Make Magazine's predictions for what's going to be big in 2012 includes Drone Journalism

Great list of trends to watch in 2012 from Make Magazine. The full list:

  • Drone Journalism
  • Wearables
  • 3D Printing
  • Internet of Things
  • Arduino hits 1 million units
  • World "Kinect'd"
  • Crowdfunding
  • Libraries becoming hackerspaces


Views: 810

Comment by Dave Wicks on December 29, 2011 at 12:58am
Comment by Geoffrey L. Barrows on December 29, 2011 at 8:27am

The "internet of things" is an exciting idea but it is really quite old- Paul Saffo was writing about this in the 90's when he outlined three waves- the first wave was the transistor, leading to computers as we know it. The second wave was networking, leading to the internet as we know it. He then postulated the third wave as essentially interconnected sensors and devices on the network. Here is one of his essays from back then, if you wish to compare predictions vs. reality:

Regarding the world being Kinect'd- clearly the combined 3D information and color mapping is revolutionary. However those Kinect boxes are so darned heavy! If rather than going up in resolution, I were to make a simplified version with less resolution and/or less range, but weights just a few grams, and is open source, would people buy?

Comment by John Church on December 29, 2011 at 8:54am

The thing about predictions: Are they really prophetic, or just inspirational???  :)

3D Robotics
Comment by Chris Anderson on December 29, 2011 at 9:34am

Geoff: Like a lot of tech visions, the Internet of Things took a decade to become reality. The original IoT concepts came from networking companies like Cisco and Nokia, with some dabbling from appliance manufacturers such as Samsung. It was all proprietary, closed and every effort to create common standards collapsed into unmanageable complexity (remember Jini?). So nothing happened. 

Now, a decade later, the IoT is back, but based on open hardware like Arduino, ubiquitous platforms like iOS and Android devices, standard Web APIs and bottoms-up innovation from startups and amateurs.

It's just like the early days of the the Internet. AT&T and TCI didn't bring us the "Information Superhighway" based on smart settop boxes; instead, the Web arrived by using the phone lines and computers we already had, with free software made by universities and startups. 

Comment by Paul Marsh on December 29, 2011 at 9:40am

@Geoffrey -- That was a really interesting article even though it was written quite some time ago.  He certainly nailed the social media thing that was to come (note #1).  For the unmanned vehicle world the most promising predictions have to do with sensors, i.e. better and less expensive sense and avoid.  Thanks for posting the link.

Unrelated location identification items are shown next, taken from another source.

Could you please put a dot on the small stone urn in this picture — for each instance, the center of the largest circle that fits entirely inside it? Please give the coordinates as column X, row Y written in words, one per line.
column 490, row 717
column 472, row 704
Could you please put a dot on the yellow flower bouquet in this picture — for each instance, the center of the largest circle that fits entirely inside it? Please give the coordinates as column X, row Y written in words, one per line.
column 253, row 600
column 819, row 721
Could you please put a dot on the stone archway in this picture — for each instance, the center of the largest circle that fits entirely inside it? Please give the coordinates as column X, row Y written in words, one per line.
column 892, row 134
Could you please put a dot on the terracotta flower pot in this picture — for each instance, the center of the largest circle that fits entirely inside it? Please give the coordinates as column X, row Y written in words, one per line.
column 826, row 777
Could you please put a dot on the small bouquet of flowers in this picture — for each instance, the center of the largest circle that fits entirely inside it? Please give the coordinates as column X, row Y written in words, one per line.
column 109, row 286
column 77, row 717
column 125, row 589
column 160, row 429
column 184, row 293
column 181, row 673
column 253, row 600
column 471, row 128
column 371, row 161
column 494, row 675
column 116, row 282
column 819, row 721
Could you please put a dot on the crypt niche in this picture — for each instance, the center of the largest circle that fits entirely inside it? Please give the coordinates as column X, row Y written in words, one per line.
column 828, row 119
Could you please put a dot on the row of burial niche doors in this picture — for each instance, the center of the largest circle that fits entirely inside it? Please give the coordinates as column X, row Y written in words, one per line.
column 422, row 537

Comment by Geoffrey L. Barrows on December 29, 2011 at 10:17am

@Chris- Good point. i remember "wireless sensor networks", "smart dust", and all that stuff being quite trendy in the late 90's. It was quite exciting because also at that time "radio" was going through a renaissance as people were exploring how to put an entire transceiver onto a CMOS chip. (As a side: a lot of academic papers from that time reference not only last month's advance but original papers by Armstrong from the early 20th Century. I loved it!) There was a lot of promise then too- I was at NRL at the time and everyone seemed to have a viewgraph showing a bunch of ground and airborne sensors networked in some "intelligent" ad-hoc manner to let a commander know an enemy tank was rumbling by some sector. Other people even proposed using small gliders as a way to deploy huge arrays of these sensors over an "area of interest". I was actually involved with one such effort to build such a "micro glider" (link here)- in that project the glider wing would double as an RFID tag. (Another aside- The then-grad student Rob Wood went on to a faculty position at Harvard where he now directs the Robobee effort.)

Actually, when I founded Centeye back in 2000 the prefix "cent" was meant to be a triple pun for "hundreds, tiny, and inexpensive"- I initially envisioned pursuing sensor networks rather than robotics at the time. (Forgive me for indulging- I could talk for hours about this!)

Anyway, it was all very exciting, but it never really lived up to it's promise. The "smart dust" grew in size to become larger than today's iPhones ("feature creep" should be one of the 7 deadly sins...), and as you said all standards (not to mention hardware implementations) were closed and competing. Now it could well be different...

Comment by Geoffrey L. Barrows on December 29, 2011 at 10:23am

PS. So, shall we soon see Arduino-controlled drones talking to each other via Bluetooth or Wifi?

3D Robotics
Comment by Chris Anderson on December 29, 2011 at 10:30am

Geoff: They can already talk to each other with Xbee, which has a mesh/point-to-point protocol. They just don't have much to talk about yet ;-)

Comment by Geoffrey L. Barrows on December 29, 2011 at 11:08am

I think that can be changed...

3D Robotics
Comment by Chris Anderson on December 29, 2011 at 3:47pm

A good example of this new-style Internet of Things device is Twine, which has already raised $400,000 on Kickstarter.